## TFX Pipelines

#### Generate Examples

In [7]:
# Temporary commands to unzip the zip file in Google Cloud Storage
# ! gsutil -m cp gs://text-analysis-323506/train_data/train_val.zip ./
# ! unzip train_val.zip
# ! gunzip *.csv.gz
# ! gsutil -m mv *.csv gs://text-analysis-323506/train_data/

In [8]:
# ! pip3 install tfx

In [57]:
import time
import os

import tensorflow as tf

from tfx.components.example_gen.csv_example_gen.component import CsvExampleGen
from tfx.orchestration.experimental.interactive.interactive_context import InteractiveContext
from tfx.proto import example_gen_pb2
from tfx.components import StatisticsGen

In [49]:
tf.__version__

'2.6.2'

In [24]:
tfx.__version__

'1.4.0'

In [34]:
DATA_ROOT = 'gs://text-analysis-323506/train_data/'

In [35]:
PIPELINE_NAME = 'sentiment-analysis'
PIPELINE_ROOT = os.path.join('/home/jupyter/', PIPELINE_NAME, time.strftime("%Y%m%d_%H%M%S"))
os.makedirs(PIPELINE_ROOT, exist_ok=True)

In [36]:
context = InteractiveContext(
    pipeline_name=PIPELINE_NAME,
    pipeline_root=PIPELINE_ROOT,
    metadata_connection_config=None)



### CSV Example Generator

In [37]:
output_config = example_gen_pb2.Output(
    split_config=example_gen_pb2.SplitConfig(splits=[        
        example_gen_pb2.SplitConfig.Split(name='train', hash_buckets=4),
        example_gen_pb2.SplitConfig.Split(name='eval', hash_buckets=1)
    ]))

In [38]:
example_gen = CsvExampleGen(
    input_base=DATA_ROOT,
    output_config=output_config)

In [None]:
context.run(example_gen)

In [42]:
examples_uri = example_gen.outputs['examples'].get()[0].uri

In [45]:
tfrecord_filenames = [os.path.join(examples_uri, 'Split-train', name)
                      for name in os.listdir(os.path.join(examples_uri, 'Split-train'))]

In [50]:
dataset = tf.data.TFRecordDataset(tfrecord_filenames, compression_type="GZIP")

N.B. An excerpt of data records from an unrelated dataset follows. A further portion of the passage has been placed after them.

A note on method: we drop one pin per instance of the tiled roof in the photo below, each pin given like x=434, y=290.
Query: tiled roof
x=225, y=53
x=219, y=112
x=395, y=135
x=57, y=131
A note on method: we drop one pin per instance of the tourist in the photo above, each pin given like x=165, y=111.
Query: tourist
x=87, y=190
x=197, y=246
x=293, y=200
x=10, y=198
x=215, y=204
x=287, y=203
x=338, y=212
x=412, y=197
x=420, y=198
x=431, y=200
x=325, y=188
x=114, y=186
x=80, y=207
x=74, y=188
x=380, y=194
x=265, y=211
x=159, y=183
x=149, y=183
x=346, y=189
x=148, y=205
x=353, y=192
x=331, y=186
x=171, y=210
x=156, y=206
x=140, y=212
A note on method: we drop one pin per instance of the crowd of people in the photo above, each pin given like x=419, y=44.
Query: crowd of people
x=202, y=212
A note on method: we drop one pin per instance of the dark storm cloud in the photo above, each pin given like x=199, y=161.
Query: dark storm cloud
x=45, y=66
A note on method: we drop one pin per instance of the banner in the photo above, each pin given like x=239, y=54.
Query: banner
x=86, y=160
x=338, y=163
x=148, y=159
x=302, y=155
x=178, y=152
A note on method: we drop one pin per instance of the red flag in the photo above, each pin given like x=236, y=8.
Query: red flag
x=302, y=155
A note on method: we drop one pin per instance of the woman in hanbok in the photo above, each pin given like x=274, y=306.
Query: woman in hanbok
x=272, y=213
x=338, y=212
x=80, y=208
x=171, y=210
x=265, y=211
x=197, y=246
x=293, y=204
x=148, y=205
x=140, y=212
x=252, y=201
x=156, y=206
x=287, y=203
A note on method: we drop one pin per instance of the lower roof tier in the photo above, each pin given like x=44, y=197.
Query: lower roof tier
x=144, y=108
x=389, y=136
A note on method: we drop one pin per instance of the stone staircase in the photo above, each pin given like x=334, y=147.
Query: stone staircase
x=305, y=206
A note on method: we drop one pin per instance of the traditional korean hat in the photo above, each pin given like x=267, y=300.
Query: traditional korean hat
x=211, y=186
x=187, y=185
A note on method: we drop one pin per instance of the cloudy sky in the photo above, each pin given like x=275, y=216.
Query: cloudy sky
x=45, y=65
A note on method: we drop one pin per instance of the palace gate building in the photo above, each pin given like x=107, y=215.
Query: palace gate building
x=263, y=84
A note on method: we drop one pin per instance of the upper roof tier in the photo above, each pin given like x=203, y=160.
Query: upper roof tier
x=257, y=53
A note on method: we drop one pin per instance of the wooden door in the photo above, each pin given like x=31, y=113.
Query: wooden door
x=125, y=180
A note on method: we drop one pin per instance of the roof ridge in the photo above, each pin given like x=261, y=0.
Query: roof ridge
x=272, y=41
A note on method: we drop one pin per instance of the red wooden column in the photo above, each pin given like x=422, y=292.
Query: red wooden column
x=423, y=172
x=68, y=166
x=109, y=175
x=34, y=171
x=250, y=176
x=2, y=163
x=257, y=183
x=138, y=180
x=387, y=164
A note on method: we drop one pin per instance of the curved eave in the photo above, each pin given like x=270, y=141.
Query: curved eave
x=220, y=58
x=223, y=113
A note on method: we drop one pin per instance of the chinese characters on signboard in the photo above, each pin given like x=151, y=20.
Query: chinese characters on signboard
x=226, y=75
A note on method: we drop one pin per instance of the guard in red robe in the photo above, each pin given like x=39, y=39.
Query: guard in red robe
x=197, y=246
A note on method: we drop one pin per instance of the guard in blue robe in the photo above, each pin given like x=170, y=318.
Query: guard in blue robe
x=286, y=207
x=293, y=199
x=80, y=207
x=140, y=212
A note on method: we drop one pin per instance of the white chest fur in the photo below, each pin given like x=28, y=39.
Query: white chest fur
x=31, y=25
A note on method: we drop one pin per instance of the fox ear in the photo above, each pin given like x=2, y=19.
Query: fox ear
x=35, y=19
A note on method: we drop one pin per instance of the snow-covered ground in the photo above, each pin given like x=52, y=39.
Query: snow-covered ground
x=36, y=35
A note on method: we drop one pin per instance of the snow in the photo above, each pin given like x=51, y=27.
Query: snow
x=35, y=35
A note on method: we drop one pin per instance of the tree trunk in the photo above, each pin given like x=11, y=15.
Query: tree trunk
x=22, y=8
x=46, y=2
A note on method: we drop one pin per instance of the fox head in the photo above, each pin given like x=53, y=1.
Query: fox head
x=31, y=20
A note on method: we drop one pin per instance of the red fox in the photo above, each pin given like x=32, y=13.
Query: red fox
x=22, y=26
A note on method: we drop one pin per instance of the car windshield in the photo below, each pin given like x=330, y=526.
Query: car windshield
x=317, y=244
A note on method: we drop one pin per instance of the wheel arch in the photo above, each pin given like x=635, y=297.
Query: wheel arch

2021-11-21 18:14:07.697951: I tensorflow/core/common_runtime/process_util.cc:146] Creating new thread pool with default inter op setting: 2. Tune using inter_op_parallelism_threads for best performance.


In [54]:
for tfrecord in dataset.take(2):
    example = tf.train.Example()
    example.ParseFromString(tfrecord.numpy())
    for name, feature in example.features.feature.items():
        if feature.HasField('bytes_list'):
            value = feature.bytes_list.value
        if feature.HasField('float_list'):
            value = feature.float_list.value
        if feature.HasField('int64_list'):
            value = feature.int64_list.value
        print('{}: {}'.format(name, value))
    print('******')

labels: [1]
input: [b'myattorney home business looking account prose litigant state federal lawsuite maintain hisher files']
******
labels: [0]
input: [b'great book liked book sarah plain tall authors name patricia maclachen characters names caleb sarah anna papa though book interestingit first started caleb siting fire asking questions mama singing songs anna explaining born mama died sarah answered papas letter came live sarah taught caleb swim anybody gets book really enjoy']
******


#### Train and eval datasets have been created properly !

### Statistics Generator

In [58]:
statistics_gen = StatisticsGen(examples=example_gen.outputs['examples'])

In [None]:
context.run(statistics_gen)

In [None]:
context.show(statistics_gen.outputs['statistics'])